Younger clients can often find it more difficult than adults to talk about their feelings, largely because they're still learning what 'feeling' actually means. Plus, it's always weird, trying to talk to some strange bloke they only see once a week. It's frequently easier to look at these feelings from a safe distance, with something to play with to stay grounded in the room, or vicariously through some form of storytelling. I particularly favour this latter approach, and make use of a number of creative skills in the counselling room. (See Quest Therapy, above, for more information.)
I have a great deal of experience working with people who have suffered some form of trauma in their pasts--particularly in terms of child- and domestic abuse, sexual assault, and rape. These are truly horrible acts that can hang over a 'victim' (though I don't like that word) for years, haunting their thoughts and feelings and relationships. When a client brings these issues to a session, more than ever I see my job as one of companion rather than guide. I would never presume to know what you have been through, and I cannot begin to express how humbled I feel whenever another human being trusts me with such experiences.
It can be incredibly difficult, opening up about such events--particularly to a man. That's why we will take so much care in early sessions to ensure you feel safe and respected, before we go anywhere near those memories. We will move at your pace, and you won't be pressed to discuss something until you're ready to discuss it.
I have also worked extensively with people who experience alcoholism and drug addictions. These affect huge numbers of people, and yet addicts/alcoholics are often viewed (and view themselves) as the problem, rather than as sufferers of an illness. This is grossly unfair, and often leads to people feeling unable to look for help.
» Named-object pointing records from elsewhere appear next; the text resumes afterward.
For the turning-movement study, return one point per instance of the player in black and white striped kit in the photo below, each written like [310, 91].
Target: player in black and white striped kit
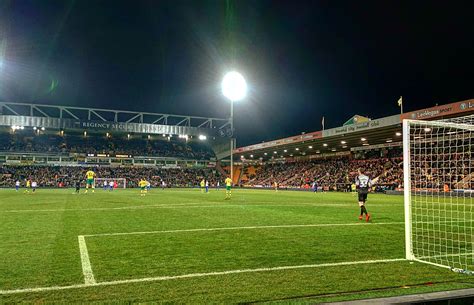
[363, 184]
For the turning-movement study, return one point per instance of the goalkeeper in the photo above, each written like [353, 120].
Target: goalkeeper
[363, 183]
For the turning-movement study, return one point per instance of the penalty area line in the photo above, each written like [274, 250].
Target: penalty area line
[85, 261]
[245, 228]
[196, 275]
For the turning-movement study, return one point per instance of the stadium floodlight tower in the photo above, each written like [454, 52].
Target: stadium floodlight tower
[234, 88]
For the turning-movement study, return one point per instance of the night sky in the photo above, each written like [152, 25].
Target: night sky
[302, 59]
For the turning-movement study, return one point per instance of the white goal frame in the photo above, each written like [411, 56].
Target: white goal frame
[430, 237]
[99, 182]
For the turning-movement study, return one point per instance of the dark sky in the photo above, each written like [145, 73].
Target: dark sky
[302, 59]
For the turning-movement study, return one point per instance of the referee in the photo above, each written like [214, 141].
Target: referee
[363, 183]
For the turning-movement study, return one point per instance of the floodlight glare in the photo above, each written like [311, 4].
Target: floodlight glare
[234, 86]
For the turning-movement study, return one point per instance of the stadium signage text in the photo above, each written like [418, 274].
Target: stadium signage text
[105, 125]
[356, 127]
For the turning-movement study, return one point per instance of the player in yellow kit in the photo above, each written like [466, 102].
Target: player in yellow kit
[28, 185]
[228, 188]
[143, 184]
[90, 175]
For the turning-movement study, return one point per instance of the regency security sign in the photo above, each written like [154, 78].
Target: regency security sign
[388, 121]
[104, 125]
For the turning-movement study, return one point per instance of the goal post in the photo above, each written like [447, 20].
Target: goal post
[121, 182]
[439, 191]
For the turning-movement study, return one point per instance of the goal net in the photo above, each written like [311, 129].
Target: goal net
[100, 182]
[439, 186]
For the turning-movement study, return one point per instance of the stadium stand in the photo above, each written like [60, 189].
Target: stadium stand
[66, 176]
[28, 141]
[330, 174]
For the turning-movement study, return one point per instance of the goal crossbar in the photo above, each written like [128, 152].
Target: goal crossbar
[438, 192]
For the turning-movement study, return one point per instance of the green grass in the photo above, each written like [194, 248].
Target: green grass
[39, 247]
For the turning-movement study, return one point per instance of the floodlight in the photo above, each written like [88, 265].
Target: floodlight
[234, 86]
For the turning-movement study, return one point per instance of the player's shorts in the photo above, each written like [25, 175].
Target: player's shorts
[362, 197]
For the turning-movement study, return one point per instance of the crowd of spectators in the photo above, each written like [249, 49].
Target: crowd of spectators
[330, 174]
[156, 146]
[67, 176]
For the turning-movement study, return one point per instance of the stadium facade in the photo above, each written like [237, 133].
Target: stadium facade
[61, 121]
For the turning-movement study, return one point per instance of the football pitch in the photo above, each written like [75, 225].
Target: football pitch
[183, 246]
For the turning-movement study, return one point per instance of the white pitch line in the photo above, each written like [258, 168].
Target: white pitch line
[245, 228]
[85, 262]
[195, 275]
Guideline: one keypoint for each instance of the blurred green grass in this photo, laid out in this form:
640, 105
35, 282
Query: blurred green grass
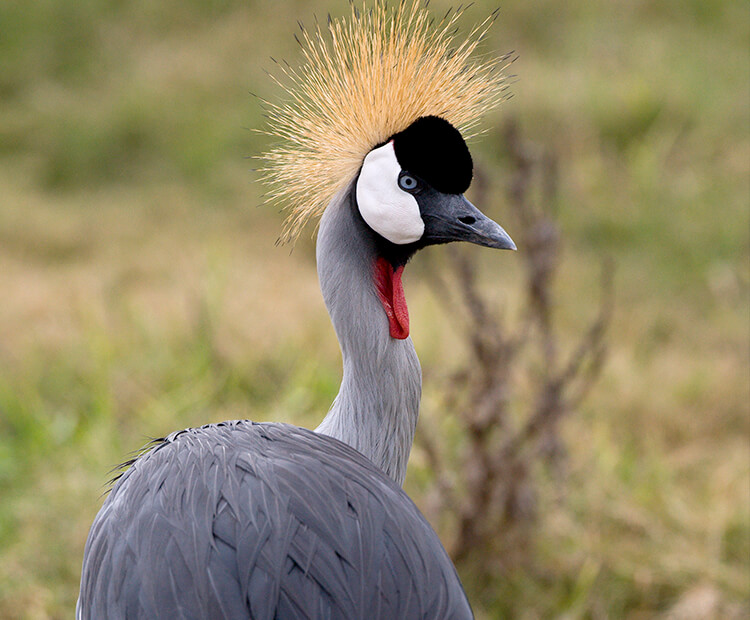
142, 291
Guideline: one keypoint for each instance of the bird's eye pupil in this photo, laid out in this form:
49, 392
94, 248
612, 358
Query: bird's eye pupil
407, 182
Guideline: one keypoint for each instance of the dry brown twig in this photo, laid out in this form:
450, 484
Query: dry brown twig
493, 507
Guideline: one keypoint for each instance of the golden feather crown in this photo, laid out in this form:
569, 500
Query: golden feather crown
364, 78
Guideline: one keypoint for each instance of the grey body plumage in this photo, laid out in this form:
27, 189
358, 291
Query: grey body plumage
247, 520
244, 520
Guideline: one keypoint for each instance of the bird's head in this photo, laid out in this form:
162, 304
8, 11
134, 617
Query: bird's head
409, 193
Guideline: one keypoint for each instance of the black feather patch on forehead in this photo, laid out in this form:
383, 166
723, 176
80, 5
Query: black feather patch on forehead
434, 150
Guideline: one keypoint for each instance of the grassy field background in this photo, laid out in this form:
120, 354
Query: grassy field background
141, 291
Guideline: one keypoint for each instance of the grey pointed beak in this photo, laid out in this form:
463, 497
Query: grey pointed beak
451, 217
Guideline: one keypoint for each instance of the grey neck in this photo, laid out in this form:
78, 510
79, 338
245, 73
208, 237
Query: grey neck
377, 405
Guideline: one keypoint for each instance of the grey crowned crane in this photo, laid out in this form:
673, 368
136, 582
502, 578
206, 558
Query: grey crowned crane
266, 520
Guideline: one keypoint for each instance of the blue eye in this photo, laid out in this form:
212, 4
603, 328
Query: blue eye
407, 182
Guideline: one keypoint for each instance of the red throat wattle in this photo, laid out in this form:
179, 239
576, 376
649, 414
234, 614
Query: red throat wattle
391, 294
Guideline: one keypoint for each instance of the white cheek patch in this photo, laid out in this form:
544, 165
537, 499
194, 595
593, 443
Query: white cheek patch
387, 209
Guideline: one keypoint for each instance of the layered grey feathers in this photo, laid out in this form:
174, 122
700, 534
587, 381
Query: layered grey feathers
245, 520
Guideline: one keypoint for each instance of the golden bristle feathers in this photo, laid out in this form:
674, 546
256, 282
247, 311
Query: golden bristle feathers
363, 79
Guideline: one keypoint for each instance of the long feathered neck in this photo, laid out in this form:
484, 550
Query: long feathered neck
377, 405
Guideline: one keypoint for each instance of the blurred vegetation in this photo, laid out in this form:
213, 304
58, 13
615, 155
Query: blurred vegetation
142, 292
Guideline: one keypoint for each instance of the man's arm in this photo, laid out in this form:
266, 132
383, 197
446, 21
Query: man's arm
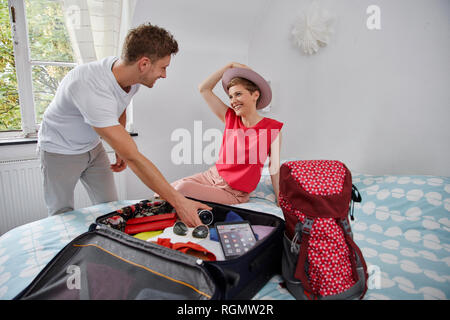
119, 139
120, 164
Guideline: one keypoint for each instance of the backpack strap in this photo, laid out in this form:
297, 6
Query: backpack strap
300, 272
349, 239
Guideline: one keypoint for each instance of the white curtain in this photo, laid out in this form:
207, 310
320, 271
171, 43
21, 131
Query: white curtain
97, 28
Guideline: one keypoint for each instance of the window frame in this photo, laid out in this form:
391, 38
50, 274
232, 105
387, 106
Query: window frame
24, 64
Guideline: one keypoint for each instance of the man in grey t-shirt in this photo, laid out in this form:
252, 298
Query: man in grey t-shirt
91, 103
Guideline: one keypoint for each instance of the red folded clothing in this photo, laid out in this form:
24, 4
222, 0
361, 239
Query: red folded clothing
156, 217
188, 248
149, 226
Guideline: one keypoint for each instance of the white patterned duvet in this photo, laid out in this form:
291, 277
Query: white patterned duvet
402, 226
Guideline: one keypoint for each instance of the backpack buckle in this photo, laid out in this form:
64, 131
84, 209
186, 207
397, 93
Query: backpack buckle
307, 225
346, 226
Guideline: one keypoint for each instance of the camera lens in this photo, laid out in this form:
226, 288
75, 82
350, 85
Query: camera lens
206, 216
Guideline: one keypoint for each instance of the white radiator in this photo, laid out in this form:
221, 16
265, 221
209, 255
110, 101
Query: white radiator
22, 196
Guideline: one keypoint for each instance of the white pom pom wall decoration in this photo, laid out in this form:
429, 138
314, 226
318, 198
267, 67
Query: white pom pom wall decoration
312, 29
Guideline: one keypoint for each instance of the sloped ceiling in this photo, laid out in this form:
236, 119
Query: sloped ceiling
205, 24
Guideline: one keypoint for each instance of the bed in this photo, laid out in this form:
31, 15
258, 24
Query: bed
402, 227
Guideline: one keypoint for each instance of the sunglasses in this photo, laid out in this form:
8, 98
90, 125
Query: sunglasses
200, 232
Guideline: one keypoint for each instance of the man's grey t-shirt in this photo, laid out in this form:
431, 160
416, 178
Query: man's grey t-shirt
88, 96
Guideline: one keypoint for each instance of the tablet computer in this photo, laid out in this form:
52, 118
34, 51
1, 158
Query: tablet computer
236, 238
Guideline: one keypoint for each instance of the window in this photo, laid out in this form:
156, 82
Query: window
36, 53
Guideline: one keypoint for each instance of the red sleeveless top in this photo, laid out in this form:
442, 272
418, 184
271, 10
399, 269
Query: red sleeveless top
244, 151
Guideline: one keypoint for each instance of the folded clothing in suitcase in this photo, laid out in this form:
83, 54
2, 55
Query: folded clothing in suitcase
108, 263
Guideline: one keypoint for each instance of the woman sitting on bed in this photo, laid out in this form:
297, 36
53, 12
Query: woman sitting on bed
247, 141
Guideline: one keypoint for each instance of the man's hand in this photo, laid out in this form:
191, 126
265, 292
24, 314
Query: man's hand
187, 211
119, 166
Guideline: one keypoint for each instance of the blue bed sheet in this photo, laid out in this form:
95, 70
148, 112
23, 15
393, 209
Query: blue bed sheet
402, 227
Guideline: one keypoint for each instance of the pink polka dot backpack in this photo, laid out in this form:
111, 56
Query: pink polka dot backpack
320, 258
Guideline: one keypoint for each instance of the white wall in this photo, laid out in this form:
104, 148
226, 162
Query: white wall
175, 102
377, 100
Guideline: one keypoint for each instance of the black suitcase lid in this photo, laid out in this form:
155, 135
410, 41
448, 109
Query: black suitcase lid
156, 272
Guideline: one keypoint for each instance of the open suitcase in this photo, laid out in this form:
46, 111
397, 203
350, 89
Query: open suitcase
105, 263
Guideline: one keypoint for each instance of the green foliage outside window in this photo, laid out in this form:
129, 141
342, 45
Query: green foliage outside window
48, 41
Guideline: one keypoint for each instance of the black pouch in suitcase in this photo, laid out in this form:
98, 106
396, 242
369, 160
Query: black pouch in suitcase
105, 263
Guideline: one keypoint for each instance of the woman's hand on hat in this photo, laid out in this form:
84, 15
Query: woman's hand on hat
239, 65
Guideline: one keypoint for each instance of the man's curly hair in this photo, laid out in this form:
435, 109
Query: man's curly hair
149, 41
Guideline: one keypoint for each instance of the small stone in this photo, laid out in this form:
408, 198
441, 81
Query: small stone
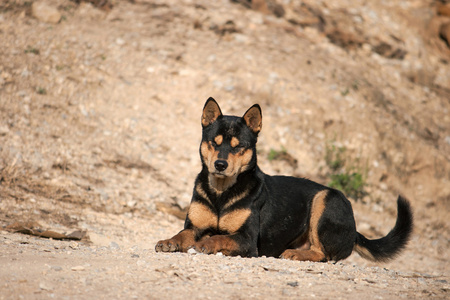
4, 130
78, 268
114, 246
45, 13
192, 251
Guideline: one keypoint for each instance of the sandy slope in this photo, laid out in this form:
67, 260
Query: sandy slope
100, 125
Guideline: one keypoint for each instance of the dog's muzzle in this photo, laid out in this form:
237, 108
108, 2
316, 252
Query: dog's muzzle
221, 165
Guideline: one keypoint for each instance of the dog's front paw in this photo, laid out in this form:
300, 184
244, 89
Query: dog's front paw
170, 245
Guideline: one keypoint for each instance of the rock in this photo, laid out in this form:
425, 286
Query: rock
4, 130
444, 33
444, 10
45, 13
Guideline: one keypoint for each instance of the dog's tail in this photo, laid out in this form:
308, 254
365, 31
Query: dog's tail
388, 247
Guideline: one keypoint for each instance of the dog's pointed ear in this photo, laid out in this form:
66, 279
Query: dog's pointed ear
211, 111
253, 118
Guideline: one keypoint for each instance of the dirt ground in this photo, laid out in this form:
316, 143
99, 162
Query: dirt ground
100, 128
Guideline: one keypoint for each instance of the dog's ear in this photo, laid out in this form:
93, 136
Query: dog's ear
211, 111
253, 118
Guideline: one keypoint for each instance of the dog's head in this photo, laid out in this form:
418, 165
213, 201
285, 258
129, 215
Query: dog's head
228, 145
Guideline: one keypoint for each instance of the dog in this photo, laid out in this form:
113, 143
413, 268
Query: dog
236, 209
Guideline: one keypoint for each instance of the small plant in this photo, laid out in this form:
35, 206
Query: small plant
344, 175
351, 184
41, 91
334, 157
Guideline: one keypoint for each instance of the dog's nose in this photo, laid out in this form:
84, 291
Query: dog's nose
220, 165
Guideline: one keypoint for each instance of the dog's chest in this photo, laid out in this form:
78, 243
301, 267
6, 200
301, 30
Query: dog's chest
227, 219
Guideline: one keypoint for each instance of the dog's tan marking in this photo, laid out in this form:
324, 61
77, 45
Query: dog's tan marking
201, 192
234, 220
236, 199
317, 208
315, 251
234, 142
253, 118
211, 112
243, 160
201, 216
218, 140
219, 185
209, 155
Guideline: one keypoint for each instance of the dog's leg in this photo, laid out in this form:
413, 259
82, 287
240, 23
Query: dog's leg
180, 242
312, 255
314, 252
229, 245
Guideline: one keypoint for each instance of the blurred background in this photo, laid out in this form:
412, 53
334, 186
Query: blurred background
100, 105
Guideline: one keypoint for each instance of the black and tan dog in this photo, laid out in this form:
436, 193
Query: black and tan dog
236, 209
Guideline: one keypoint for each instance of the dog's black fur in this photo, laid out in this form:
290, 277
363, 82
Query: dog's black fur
236, 209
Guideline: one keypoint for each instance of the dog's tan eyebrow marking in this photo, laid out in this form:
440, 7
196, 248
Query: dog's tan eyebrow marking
234, 142
218, 139
234, 220
201, 216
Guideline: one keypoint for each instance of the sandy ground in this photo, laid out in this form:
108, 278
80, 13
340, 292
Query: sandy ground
100, 128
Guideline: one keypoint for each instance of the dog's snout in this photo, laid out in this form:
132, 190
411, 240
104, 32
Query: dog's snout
220, 165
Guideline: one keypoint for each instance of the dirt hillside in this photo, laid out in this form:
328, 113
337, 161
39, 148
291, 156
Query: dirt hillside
100, 105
Whenever I work with a client who presents with addictive issues, I start out by asking two questions: 1) What is the addicition protecting you from? And, 2) What would happen if the addiction were taken away? It can be very easy to forget that addictions don't just 'happen': they develop for very specific reasons, usually to keep us safe from unwanted thoughts/feelings. Those underlying issues need to be addressed before it is safe to think about moving away from the addiction itself. Again, this is not to be rushed: but believe me when I say, I will never see you as the bad guy in the relationship with your addiction.
Emotional Freedom Technicque, or EFT, is an unusual 'intervention' that involves tapping certain parts of our own bodies (at no point will you need your therapist to touch you) to reduce the sometimes frightening sensations associated with certain experiences/stimulants. It has been described as "acupuncture without the needles", and, once learned, can be used whenever you feel you need it.
I love EFT, and have often used it to help clients feel safe and grounded when we are about to touch on a particularly difficult subject. It's quick, it's easy, and it can make all the difference when it comes to our most overwhelming thoughts and emotions.